Research activities by the Argo Tractors group continue tirelessly to enhance the automation standards of its specialist tractors.A digitization process that is about to be enriched with new and cutting-edge solutions, the latest of which has made the Landini “Rex4” specialist tractors nearly autonomous
Automating an open-field tractor is now relatively easy. The market offers all the necessary components, including complete systems that can even be installed on older tractors. Since open-field tractors are typically medium to large in size, integrating the system onboard doesn’t present particular challenges. A standard path accuracy of 15–30 centimeters is generally acceptable and can be refined with RTK correction during sowing. Things change significantly when moving from open-field operations to row-based work.
In this case, tractors are compact—sometimes only a meter wide—and their acceptable margin of trajectory error must be just a few centimeters. This presents a much more critical challenge. To tackle it effectively, the Argo Tractors group has chosen to develop its own proprietary autonomous systems specifically for specialist work environments. These systems are based on the latest hardware and software technologies developed in the automotive sector and are capable of operating at precision levels beyond the normal industry standards.
The “Advanced Driving System” (ADS) is designed with this in mind. Already available as an option on the Landini “Rex4,” it supports the operator both in trajectory control and in managing implements. Trajectory management is handled by a control unit interfaced with a fully integrated hydrostatic steering system.
This system not only manages row navigation but can also perform headland turns. It absorbs external shocks that would otherwise reach the steering wheel, adapts to terrain conditions, memorizes wheel positions when working on slopes, stiffens the steering as speed increases, automatically re-centers the wheels after a turn, and controls the stiffness of the front axle (if it’s a suspended type).
Operating a “Rex4” equipped with these systems is therefore convenient and comfortable—enhanced further by the presence of an all-in-one joystick that can control all hydraulic functions, up to seven electrohydraulic distributors, and, with dedicated activation, even the steering system itself.
These features are complemented by Landini’s software solutions, which connect the machine to a remote technical office. This allows real-time monitoring of each individual machine or the entire fleet, particularly when the tractor communicates with implements via the ISOBUS protocol.
The system manages vast amounts of data, which, when processed, power three main functionalities:
- Fleet Management – monitors the location and performance of each worksite in real time.
- Remote Diagnostics – supervises the functional status of each machine. If a parameter is off, technicians can run remote diagnostics or even intervene directly when the issue is software-related or resolvable through software. This minimizes unplanned downtime and enables predictive maintenance, triggered by real needs rather than fixed schedules.
- Landini Farm – offers even broader functionality. It enables the management of both administrative and operational farm tasks directly from the tractor. This includes optimizing pesticide and fertilizer application based on prescription maps and automatically updating the farm logbook. Users can also access on-farm product inventories and warehouse stock, including production-related inventory. Contractors can even issue invoices directly from the field after completing a job, without needing to return to the office.
Electronic Eyes
One of the key challenges faced by Landini technicians in making the “Rex4” specialist tractors autonomous is the lack of strong GPS signals in hilly or mountainous areas. To overcome this, Argo Tractors’ R&D department is not only working on satellite positioning systems but also developing direct vision systems, which combine the latest in computer vision, AI, and augmented reality. These systems analyze data collected from cameras and LiDAR sensors to monitor the area in front of the tractor in real time, improving both safety and efficiency.

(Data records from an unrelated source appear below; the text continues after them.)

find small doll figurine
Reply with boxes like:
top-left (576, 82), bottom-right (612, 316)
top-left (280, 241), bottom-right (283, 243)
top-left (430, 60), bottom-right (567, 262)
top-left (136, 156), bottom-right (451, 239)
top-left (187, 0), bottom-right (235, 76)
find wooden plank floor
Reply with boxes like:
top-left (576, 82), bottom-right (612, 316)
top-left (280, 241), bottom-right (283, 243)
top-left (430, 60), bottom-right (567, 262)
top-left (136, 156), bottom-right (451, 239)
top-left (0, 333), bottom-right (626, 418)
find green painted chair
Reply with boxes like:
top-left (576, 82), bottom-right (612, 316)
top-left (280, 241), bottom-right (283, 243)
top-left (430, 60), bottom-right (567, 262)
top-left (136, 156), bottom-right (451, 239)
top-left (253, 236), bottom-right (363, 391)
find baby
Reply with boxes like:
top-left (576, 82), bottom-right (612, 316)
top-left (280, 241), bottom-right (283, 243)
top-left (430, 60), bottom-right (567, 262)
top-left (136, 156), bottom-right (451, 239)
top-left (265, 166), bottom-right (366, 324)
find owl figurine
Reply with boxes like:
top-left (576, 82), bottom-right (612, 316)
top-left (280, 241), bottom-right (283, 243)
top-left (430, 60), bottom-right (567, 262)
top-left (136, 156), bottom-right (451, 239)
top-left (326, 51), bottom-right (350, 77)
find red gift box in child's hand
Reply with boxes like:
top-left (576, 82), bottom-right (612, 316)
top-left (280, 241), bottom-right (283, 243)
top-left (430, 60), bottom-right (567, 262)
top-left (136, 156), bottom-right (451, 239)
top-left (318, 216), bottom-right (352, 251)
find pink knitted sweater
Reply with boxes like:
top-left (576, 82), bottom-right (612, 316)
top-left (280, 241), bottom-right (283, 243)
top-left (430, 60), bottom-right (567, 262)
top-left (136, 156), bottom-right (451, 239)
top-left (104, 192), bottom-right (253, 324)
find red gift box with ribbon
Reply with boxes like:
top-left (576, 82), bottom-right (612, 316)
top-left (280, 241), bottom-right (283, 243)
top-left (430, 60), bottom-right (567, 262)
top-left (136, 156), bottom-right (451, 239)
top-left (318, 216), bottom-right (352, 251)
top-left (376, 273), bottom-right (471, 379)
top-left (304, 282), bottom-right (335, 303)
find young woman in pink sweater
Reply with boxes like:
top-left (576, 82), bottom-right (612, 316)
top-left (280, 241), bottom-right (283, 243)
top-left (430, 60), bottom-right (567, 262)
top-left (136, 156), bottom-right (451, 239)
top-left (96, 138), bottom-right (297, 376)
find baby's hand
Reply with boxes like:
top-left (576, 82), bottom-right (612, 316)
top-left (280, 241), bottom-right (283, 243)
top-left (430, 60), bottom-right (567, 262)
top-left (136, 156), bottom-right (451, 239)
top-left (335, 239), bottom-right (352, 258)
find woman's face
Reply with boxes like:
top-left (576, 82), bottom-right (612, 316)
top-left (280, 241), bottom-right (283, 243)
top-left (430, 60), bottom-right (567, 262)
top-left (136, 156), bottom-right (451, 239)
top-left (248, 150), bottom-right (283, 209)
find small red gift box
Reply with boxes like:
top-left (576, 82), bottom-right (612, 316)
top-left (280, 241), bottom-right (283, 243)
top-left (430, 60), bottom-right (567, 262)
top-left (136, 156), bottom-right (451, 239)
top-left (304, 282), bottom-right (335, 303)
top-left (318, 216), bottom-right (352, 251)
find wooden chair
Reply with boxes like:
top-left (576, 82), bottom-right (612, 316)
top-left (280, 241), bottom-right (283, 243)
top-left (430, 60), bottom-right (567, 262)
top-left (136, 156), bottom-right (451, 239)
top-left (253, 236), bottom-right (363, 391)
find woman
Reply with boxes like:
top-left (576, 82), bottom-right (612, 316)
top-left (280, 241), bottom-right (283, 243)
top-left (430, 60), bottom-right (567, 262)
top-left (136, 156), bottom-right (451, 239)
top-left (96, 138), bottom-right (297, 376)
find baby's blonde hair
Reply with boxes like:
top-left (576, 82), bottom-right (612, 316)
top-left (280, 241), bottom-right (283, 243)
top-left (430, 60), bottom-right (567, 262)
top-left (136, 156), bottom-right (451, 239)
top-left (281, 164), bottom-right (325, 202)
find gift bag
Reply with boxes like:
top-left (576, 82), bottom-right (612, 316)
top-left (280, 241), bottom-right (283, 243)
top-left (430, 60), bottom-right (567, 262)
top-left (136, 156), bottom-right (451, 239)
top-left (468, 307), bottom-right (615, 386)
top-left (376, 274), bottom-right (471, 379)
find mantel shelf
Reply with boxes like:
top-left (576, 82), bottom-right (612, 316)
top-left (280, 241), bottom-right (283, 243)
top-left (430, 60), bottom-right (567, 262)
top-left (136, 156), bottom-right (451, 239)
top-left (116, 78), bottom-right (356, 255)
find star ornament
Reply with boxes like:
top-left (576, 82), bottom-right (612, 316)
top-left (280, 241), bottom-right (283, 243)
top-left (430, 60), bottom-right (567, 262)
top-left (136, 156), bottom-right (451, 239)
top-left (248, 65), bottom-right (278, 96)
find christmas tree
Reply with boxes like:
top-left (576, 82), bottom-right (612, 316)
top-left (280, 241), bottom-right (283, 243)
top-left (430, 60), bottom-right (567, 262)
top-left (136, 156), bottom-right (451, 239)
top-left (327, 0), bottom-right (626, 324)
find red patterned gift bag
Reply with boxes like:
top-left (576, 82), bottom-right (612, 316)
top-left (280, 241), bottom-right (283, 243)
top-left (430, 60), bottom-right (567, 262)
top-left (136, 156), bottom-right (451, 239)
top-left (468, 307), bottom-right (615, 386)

During maneuvers, for instance, the system shows the operator the area the tractor will occupy even before it moves, warning of any detected obstacles and showing the distance between the machine and the object.
LiDAR sensors, on the other hand, allow the system to navigate autonomously at the maximum speed suitable for the ongoing task, maintaining the correct row distance even if GPS signals are lost. It’s as if the tractor had electronic eyes, guiding it precisely and keeping it centered between rows.
Lidar Sensors
LiDAR (Light Detection and Ranging) sensors measure the distance to an object by illuminating it with a laser beam and recording the time it takes for the light to reflect back. The technique is similar to radar, as both rely on the echo principle—but while radar uses radio waves, LiDAR uses pulsed light. Each system includes three core components: a laser, a return photodetector, and integrated reading circuits. The response times are in the order of nanoseconds—billionths of a second.